By Harry Hutchinson
(Labour Northern Ireland, Mid-Ulster branch, personal capacity)
Northern Ireland Public prosecutor, Barra McGrory, recently ruled that there was insufficient evidence to bring thirteen suspects, including two police officers, to trial. This is despite the suspects being named by a serial-killing double-agent, Gary Haggarty, who worked for the ruthless Ulster Volunteer Force as well as the CID.
Haggarty was recruited as a state informer in 2010 and has admitted to 500 criminal offences including five murders. He recently turned on his loyalist colleagues and state-handlers after pleading guilty to these crimes. However, in order to avoid a heavy sentence, Haggarty chose to accept an ‘assistance offenders’ deal, where, by naming other criminals, he will receive a drastically-reduced sentence. As Haggarty has already spent three years on remand, he will effectively walk free from court.
One of Haggarty’s handlers was named in court as Special Branch officer Dougie Buchanan. Despite serious allegations made against Buchanan, no investigation will be carried out and he will be effectively protected by the state.
The British Secret Service operated clandestine control over Loyalist and Republican paramilitaries in Northern Ireland. It was estimated that state informers in the IRA in the early 1980’s numbered as many as six hundred.
Almost all of the inquiries carried out on major atrocities to date, point to the fact that Special Branch/MI5, either: 1) knew of an expected attack; 2) allowed the attack to proceed; 3) did not inform the local police of an imminent attack; 4) colluded with paramilitaries in the attack and/or 5) covered up evidence and did not carry out a proper investigation after the attack, despite in some cases knowing the killers to continue killing. All of this in aid of protecting state informers.

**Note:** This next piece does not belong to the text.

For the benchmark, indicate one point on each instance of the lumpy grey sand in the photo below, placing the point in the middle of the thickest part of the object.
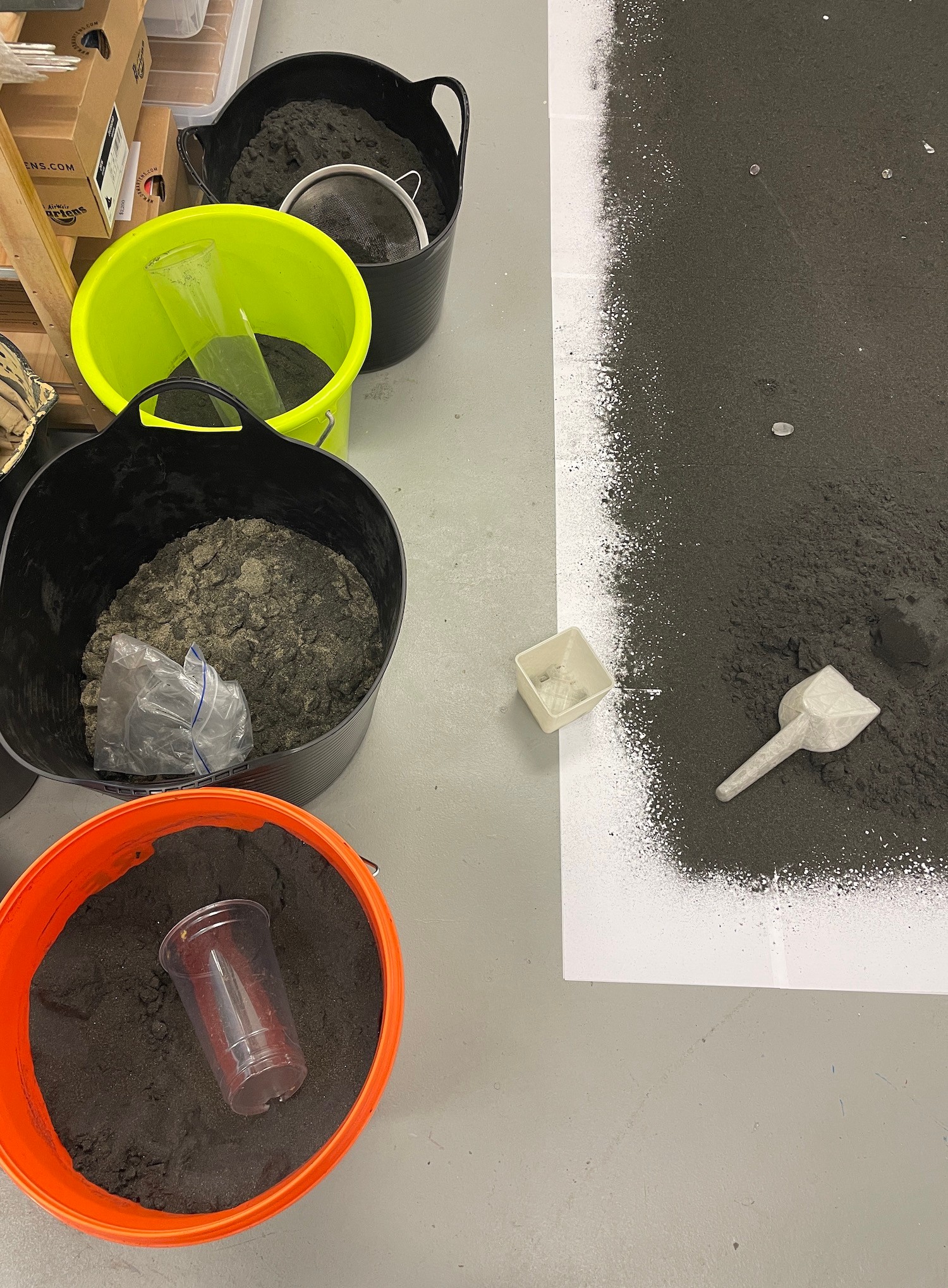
(289, 618)
(306, 136)
(119, 1064)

Of the worst atrocity during the troubles, the Omagh bombing, Special Branch failed to pass details of the town centre bomb to local police. In the inquiry, the RUC’s handler was told ‘ the bomb will be allowed to go through to protect the informer’. Twenty-nine people were killed in the subsequent explosion.

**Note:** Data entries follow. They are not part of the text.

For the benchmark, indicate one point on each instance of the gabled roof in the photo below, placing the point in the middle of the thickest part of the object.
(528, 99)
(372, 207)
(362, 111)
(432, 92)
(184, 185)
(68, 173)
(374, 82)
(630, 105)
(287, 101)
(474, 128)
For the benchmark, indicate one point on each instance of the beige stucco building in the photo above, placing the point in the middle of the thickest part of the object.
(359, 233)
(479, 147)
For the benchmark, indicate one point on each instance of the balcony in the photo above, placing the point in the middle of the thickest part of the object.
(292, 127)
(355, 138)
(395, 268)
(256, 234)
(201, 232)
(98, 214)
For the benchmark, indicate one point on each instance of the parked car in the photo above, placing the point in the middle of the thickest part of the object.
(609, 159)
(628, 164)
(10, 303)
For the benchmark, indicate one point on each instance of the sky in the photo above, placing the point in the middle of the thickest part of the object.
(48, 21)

Likewise, in the Shankill bomb, the IRA operative was a police informant, who tipped of Special Branch. The bomb was allowed to go through, again, almost certainly to protect the informer.

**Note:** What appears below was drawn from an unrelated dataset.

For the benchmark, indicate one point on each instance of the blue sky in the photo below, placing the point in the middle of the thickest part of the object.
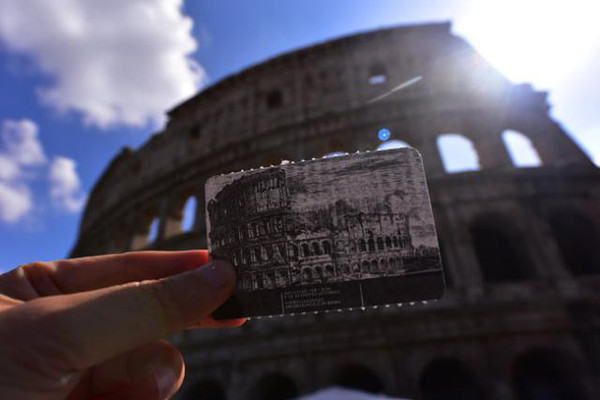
(80, 80)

At Loughinisland, six were killed. The inquiry ruled that the ‘RUC did not carry out a proper investigation in order to protect the informer’. Possible collusion between RUC and paramilitaries.
At Keady, two killed. The Glenanne gang was made up of LVF/UDR members and police. Special branch knew the identities of the bombers: no one questioned.
At Kingsmill, ten were murdered. A survivor claimed there had been an English accent among the killers. Does special branch/MI5 know it was the voice of state assassin Robert Nairac?
At Claudy, nine were killed. Priest James Chesney was allowed to transfer to Donegal, despite him being known to Special Branch as director of Republican operations in South Derry.
The list goes on and on.
The state used a special unit known as the Force Reserch Unit (FRU) to infiltrate the paramilitaries. The FRU colluded with the Loyalist Ulster Defence Association in directly killing an estimated fifteen civilians. ‘Stakeknife’, the code-name for a state informant positioned at the very top of the IRA, killed an estimated eighteen people.
It is doubtful if there is one atrocity during the troubles in which Special Branch or MI5 were not acting to protect their informers at the expense of civilian lives and causalities. Almost all the inquiries to date prove this to be the case. The war was allowed to continue until the sectarian capitalist Unionist and Republican parties came to an agreement to Govern. However, the tactic of state control of the paramilitaries goes on in the criminal underworld of territorial control.